Here now, seated before the people, was the man in charge of this ailing city, someone most people only ever see on television. The stage was left unlit, as if the shadows afforded some protection from the crowd's ire. The City Charter requires seven of these face-to-face encounters between the mayor and his constituents each year — one in each of the seven new City Council districts — otherwise he would likely have preferred to have been somewhere else, anywhere else. After four previous meetings like this, Bing knew what to expect. He sat there exposed and vulnerable, with the look of a man about to undergo a root canal.

Question time began. Each resident had to fill out a card beforehand, and mayoral staffers hand-picked which questions could be asked and then called upon each resident to come to the microphone for two minutes.
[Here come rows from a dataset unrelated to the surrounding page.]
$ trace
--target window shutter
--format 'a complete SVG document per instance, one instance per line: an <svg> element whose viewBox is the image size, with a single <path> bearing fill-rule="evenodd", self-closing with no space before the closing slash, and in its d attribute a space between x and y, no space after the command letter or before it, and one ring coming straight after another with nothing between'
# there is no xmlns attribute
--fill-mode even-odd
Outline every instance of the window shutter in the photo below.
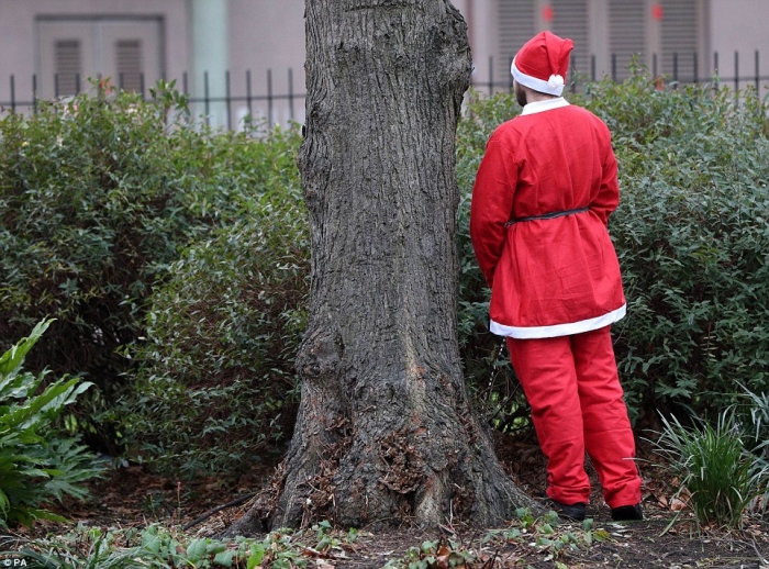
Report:
<svg viewBox="0 0 769 569"><path fill-rule="evenodd" d="M82 72L82 47L79 40L58 40L54 44L55 96L77 94Z"/></svg>
<svg viewBox="0 0 769 569"><path fill-rule="evenodd" d="M521 46L538 32L535 0L499 0L497 19L499 55L494 65L494 82L501 87L512 85L510 64Z"/></svg>
<svg viewBox="0 0 769 569"><path fill-rule="evenodd" d="M662 68L671 80L691 81L698 46L698 0L662 2ZM699 75L699 72L698 72Z"/></svg>
<svg viewBox="0 0 769 569"><path fill-rule="evenodd" d="M571 52L571 69L590 74L590 25L588 22L588 0L553 0L554 34L570 37L575 42ZM569 72L571 72L569 69ZM571 80L573 77L567 77Z"/></svg>
<svg viewBox="0 0 769 569"><path fill-rule="evenodd" d="M633 55L640 54L639 64L646 59L646 2L627 0L609 1L609 53L615 57L615 67L610 72L616 74L621 81L629 76L627 67Z"/></svg>
<svg viewBox="0 0 769 569"><path fill-rule="evenodd" d="M142 42L140 40L118 40L115 42L118 86L126 91L142 92L144 67L142 64Z"/></svg>

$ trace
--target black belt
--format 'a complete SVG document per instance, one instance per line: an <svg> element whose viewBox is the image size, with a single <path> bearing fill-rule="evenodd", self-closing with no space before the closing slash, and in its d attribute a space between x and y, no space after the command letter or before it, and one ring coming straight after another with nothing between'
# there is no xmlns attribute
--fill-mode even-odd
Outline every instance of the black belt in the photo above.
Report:
<svg viewBox="0 0 769 569"><path fill-rule="evenodd" d="M555 217L562 217L564 215L571 215L573 213L583 213L586 211L590 211L590 208L577 208L576 210L564 210L564 211L554 211L553 213L543 213L542 215L528 215L527 217L516 217L514 220L510 220L508 223L504 224L504 226L512 225L513 223L519 223L522 221L534 221L534 220L553 220Z"/></svg>

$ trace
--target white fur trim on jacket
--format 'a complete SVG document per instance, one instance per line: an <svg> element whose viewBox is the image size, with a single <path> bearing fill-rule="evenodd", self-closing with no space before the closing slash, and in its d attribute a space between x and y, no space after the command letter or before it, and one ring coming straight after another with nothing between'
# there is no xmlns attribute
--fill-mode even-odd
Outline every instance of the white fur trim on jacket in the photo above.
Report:
<svg viewBox="0 0 769 569"><path fill-rule="evenodd" d="M557 336L570 336L581 334L591 330L599 330L609 324L613 324L625 316L627 305L623 304L618 309L594 319L569 322L567 324L554 324L551 326L505 326L499 322L491 321L489 327L492 334L498 336L510 336L519 339L530 338L554 338Z"/></svg>

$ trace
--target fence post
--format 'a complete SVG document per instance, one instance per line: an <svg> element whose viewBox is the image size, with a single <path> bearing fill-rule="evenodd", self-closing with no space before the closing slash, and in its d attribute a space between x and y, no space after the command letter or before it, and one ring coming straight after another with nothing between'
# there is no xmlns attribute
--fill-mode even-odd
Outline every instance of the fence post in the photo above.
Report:
<svg viewBox="0 0 769 569"><path fill-rule="evenodd" d="M616 82L616 54L612 54L612 81Z"/></svg>
<svg viewBox="0 0 769 569"><path fill-rule="evenodd" d="M246 104L248 105L248 124L254 124L254 109L250 97L250 69L246 69Z"/></svg>
<svg viewBox="0 0 769 569"><path fill-rule="evenodd" d="M289 119L293 121L293 68L289 67Z"/></svg>
<svg viewBox="0 0 769 569"><path fill-rule="evenodd" d="M272 69L267 69L267 124L272 129Z"/></svg>
<svg viewBox="0 0 769 569"><path fill-rule="evenodd" d="M32 114L37 114L37 74L32 74Z"/></svg>
<svg viewBox="0 0 769 569"><path fill-rule="evenodd" d="M211 125L211 118L209 116L210 114L210 107L211 107L211 101L209 100L209 72L203 71L203 100L204 100L204 109L205 109L205 126Z"/></svg>
<svg viewBox="0 0 769 569"><path fill-rule="evenodd" d="M224 104L227 105L227 131L232 131L232 100L230 94L230 69L227 69L224 71Z"/></svg>
<svg viewBox="0 0 769 569"><path fill-rule="evenodd" d="M657 54L651 54L651 79L657 80Z"/></svg>
<svg viewBox="0 0 769 569"><path fill-rule="evenodd" d="M494 92L494 56L489 56L489 94Z"/></svg>

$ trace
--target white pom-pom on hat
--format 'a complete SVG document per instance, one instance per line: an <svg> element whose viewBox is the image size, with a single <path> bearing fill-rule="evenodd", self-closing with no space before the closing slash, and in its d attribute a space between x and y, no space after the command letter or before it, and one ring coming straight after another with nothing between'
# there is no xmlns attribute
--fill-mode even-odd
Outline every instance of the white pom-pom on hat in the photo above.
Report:
<svg viewBox="0 0 769 569"><path fill-rule="evenodd" d="M564 76L562 75L551 75L550 78L547 80L547 85L551 87L553 89L557 89L558 87L564 87Z"/></svg>
<svg viewBox="0 0 769 569"><path fill-rule="evenodd" d="M521 47L510 71L521 85L560 97L573 47L571 40L558 37L548 31L540 32Z"/></svg>

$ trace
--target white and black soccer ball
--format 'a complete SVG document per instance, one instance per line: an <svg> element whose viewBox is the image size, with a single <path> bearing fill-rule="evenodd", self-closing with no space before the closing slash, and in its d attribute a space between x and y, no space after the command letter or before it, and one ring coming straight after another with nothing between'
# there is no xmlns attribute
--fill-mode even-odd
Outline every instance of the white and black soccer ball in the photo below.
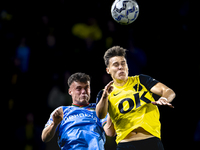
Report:
<svg viewBox="0 0 200 150"><path fill-rule="evenodd" d="M113 19L122 25L135 21L138 14L139 6L135 0L115 0L111 7Z"/></svg>

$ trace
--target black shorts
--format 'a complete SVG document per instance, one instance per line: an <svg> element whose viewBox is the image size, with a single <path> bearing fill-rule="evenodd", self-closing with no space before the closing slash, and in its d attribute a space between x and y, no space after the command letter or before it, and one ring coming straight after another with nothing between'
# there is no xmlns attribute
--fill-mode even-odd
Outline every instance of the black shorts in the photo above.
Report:
<svg viewBox="0 0 200 150"><path fill-rule="evenodd" d="M117 150L164 150L163 144L157 137L144 140L119 143Z"/></svg>

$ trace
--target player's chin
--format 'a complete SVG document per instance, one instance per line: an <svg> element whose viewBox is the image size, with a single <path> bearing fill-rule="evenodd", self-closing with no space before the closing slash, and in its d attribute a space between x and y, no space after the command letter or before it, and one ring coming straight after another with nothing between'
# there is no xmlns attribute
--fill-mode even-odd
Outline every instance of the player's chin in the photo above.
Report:
<svg viewBox="0 0 200 150"><path fill-rule="evenodd" d="M124 81L124 80L126 80L126 75L124 74L124 75L119 75L118 76L118 80L122 80L122 81Z"/></svg>

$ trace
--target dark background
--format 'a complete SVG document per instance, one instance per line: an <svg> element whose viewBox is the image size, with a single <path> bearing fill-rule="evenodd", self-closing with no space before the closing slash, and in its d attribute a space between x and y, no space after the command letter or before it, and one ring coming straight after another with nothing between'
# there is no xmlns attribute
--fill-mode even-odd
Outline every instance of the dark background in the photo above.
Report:
<svg viewBox="0 0 200 150"><path fill-rule="evenodd" d="M112 19L113 0L0 2L1 122L8 149L55 150L55 141L49 146L40 136L50 113L71 104L67 78L89 74L95 102L110 80L103 54L114 45L129 50L130 75L150 75L176 92L174 109L159 107L165 149L199 149L198 3L137 2L139 16L127 26ZM78 34L76 25L83 27ZM80 37L86 28L90 34ZM107 149L114 146L108 140Z"/></svg>

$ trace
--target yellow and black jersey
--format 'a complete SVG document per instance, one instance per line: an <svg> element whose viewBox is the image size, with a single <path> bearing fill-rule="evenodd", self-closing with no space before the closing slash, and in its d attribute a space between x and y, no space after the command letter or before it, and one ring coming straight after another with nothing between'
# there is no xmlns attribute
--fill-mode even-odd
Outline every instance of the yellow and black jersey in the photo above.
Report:
<svg viewBox="0 0 200 150"><path fill-rule="evenodd" d="M160 113L158 107L151 103L155 100L150 92L157 83L150 76L141 74L128 77L124 86L113 84L114 89L108 96L108 112L117 133L117 143L138 127L160 138ZM102 92L97 96L97 102L100 95Z"/></svg>

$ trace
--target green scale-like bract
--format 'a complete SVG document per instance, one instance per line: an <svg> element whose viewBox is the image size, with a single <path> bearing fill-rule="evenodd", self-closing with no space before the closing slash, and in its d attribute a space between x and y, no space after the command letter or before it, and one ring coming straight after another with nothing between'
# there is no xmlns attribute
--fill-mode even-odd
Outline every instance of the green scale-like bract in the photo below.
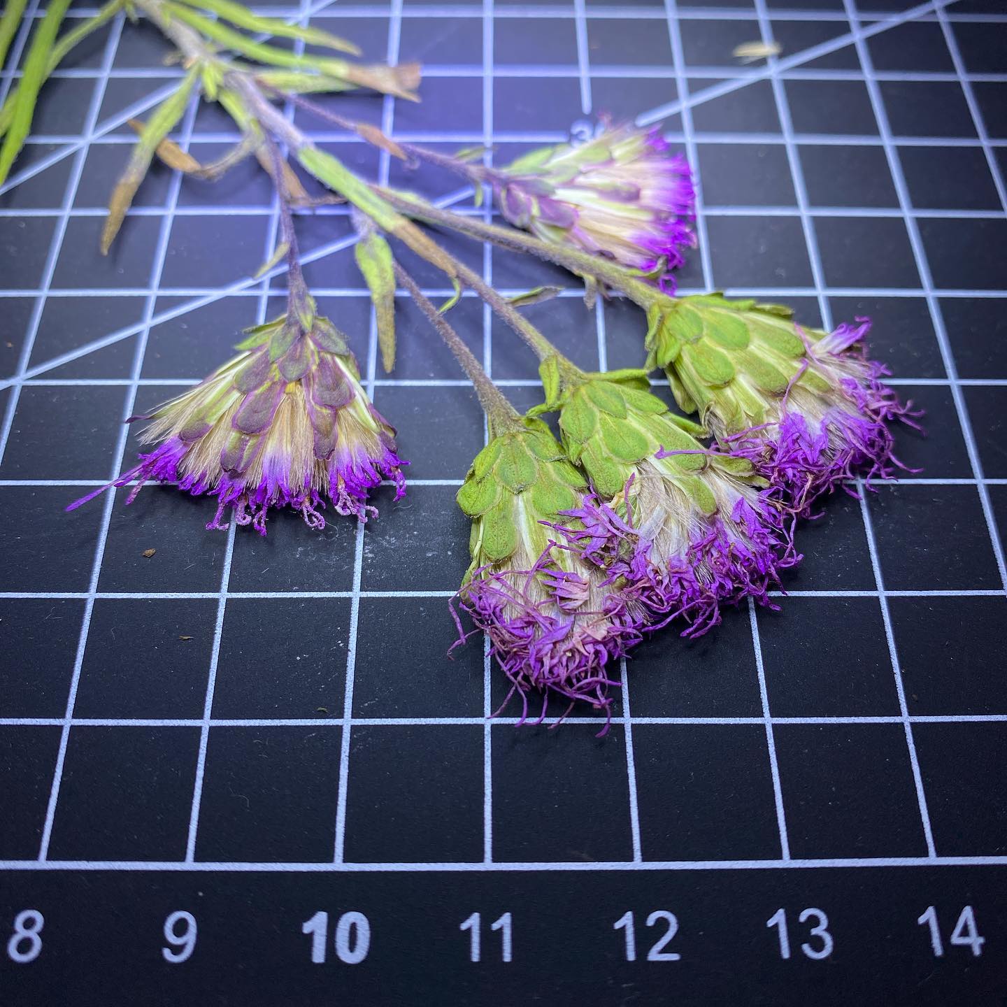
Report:
<svg viewBox="0 0 1007 1007"><path fill-rule="evenodd" d="M720 434L772 419L767 404L790 387L832 388L808 352L826 333L799 333L789 308L702 294L658 301L648 321L650 363L665 369L683 411L716 415Z"/></svg>
<svg viewBox="0 0 1007 1007"><path fill-rule="evenodd" d="M674 482L703 514L712 515L717 502L704 472L718 468L741 478L752 476L742 458L708 453L697 440L702 427L672 413L646 389L642 371L586 375L585 380L559 393L560 432L570 460L581 465L594 489L605 500L623 509L622 494L638 466L649 460ZM543 367L547 391L549 364ZM662 453L664 456L658 458ZM670 453L665 452L682 452ZM640 517L640 516L636 516Z"/></svg>
<svg viewBox="0 0 1007 1007"><path fill-rule="evenodd" d="M530 569L555 538L540 522L563 522L587 488L549 427L532 418L523 424L489 441L458 490L458 506L472 519L466 581L486 565L516 561Z"/></svg>

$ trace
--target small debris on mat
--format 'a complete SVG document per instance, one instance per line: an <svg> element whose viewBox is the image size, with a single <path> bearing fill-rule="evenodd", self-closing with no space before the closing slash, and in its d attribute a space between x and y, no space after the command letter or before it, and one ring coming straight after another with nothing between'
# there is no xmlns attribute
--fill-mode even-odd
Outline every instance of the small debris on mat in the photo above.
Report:
<svg viewBox="0 0 1007 1007"><path fill-rule="evenodd" d="M731 55L742 62L755 62L756 59L766 59L778 56L783 51L779 42L742 42L735 45Z"/></svg>

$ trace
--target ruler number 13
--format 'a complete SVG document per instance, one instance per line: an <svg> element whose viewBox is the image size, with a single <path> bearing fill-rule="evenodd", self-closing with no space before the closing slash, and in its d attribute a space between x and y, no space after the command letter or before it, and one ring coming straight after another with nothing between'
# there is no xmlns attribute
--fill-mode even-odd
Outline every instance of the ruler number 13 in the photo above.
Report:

A Bing staffer kept time with a stopwatch, and held up printed cards noting that a minute had passed, followed by one that said, "Time is up." But few people had actual questions, and few adhered to the time limit.

The audience members did not pussyfoot around their feelings. The first speaker addressed Chris Brown, the city's chief operating officer. "I'm going to be honest with you. Seriously, you make me sick," he told him, without specifying why, other than noting his high salary.

The next speaker approached. "My issue is the blight, the overall non-commitment to neighborhoods," Marcus Cummings said to the mayor. "What are you doing to stop the blight, the drugs, the murder, the killing? What are you doing to help the police department, fire and EMS? You've done nothing to build these neighborhoods back up, i.e. citizens, which are leaving at an alarming rate. What are you doing?"

The room hushed as Bing leaned into his microphone. But instead of addressing Cummings, he turned to his group executive of planning and facilities. "Karla Henderson, if you would, would you give some overview and an explanation of what we're doing?" This infuriated the audience.

"He asked you the question!" a woman shouted from a pew. "Bing! The question was directed at you! We pay our taxes, we deserve to get answers. You got to answer him." Henderson began to speak. Someone shouted, "Who's the mayor here?" The crowd drowned out Henderson's words.

Bing stepped in. "It's very difficult to deal with so many people yelling and screaming at the same time, so if you ask a question and we can hear the question, we'll answer the question," he said in the tone of a sighing grandfather. "Let me hear the question that you want answered."